Speaker: Prasenjit Mitra , Stanford University
Resolving Semantic Heterogeneity and Enabling Interoperation Among Information Sources
Abstract: The Internet has provided easy access to very large amounts of information. The ability to compose information from multiple sources is crucial in order to derive more knowledge from diverse sources. A major roadblock to composing information from distributed, autonomous information sources is their semantic heterogeneity. Interoperation provides a scalable alternative to integration, where the responsibility of maintenance as sources change falls on the integrator.

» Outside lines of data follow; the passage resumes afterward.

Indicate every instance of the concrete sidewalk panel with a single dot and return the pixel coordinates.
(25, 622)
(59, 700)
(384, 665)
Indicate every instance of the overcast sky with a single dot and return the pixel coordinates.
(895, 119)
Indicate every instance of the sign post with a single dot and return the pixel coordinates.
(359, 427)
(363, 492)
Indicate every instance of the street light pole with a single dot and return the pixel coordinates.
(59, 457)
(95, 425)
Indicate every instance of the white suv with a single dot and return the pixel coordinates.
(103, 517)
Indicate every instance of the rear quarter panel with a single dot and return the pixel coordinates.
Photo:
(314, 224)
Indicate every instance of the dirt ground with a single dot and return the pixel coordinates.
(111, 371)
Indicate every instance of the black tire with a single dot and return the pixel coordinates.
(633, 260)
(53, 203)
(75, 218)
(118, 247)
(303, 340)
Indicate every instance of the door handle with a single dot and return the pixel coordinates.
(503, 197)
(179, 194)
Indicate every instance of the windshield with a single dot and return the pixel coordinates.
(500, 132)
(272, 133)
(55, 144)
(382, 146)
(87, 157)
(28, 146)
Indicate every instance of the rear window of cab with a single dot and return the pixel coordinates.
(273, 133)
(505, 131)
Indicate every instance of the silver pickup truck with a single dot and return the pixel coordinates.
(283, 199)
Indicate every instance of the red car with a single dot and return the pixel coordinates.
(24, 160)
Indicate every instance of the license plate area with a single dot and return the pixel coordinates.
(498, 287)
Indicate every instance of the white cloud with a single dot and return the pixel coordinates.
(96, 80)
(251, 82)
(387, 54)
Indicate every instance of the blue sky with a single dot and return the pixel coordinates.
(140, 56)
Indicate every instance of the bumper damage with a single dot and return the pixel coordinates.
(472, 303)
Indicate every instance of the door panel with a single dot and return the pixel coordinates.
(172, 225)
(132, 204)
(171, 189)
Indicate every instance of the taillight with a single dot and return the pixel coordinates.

In this talk, I will outline algorithms that resolve semantic heterogeneity among information sources semi-automatically using algorithms that use techniques from information retrieval and natural language processing. The algorithms form the basis for an articulation generator - a tool for establishing rules expressing semantic correspondence among information sources. I will also briefly outline an algebra and show how the composition of information from multiple sources can be optimized. Finally, I will sketch how our tool has the potential to be used in several fields, like bioinformatics, and e-commerce, where data from diverse sources need to be composed.
Short Bio: Prasenjit Mitra is a Ph.D. candidate in Electrical Engineering at Stanford University. He obtained a Master of Science degree in Computer Science from the University of Texas at Austin in 1994 and a Bachelor of Technology with Honours in Computer Science and Engineering from the Indian Institute of Technology, Kharagpur. His primary research interests are in enabling interoperation among heterogenous database systems and its applications in various fields like electronic commerce, and bioinformatics. He also has broad interests in topics in database systems, data mining, knowledge discovery, and information retrieval.
Host: J. Doyle and M. Singh, Computer Science, NCSU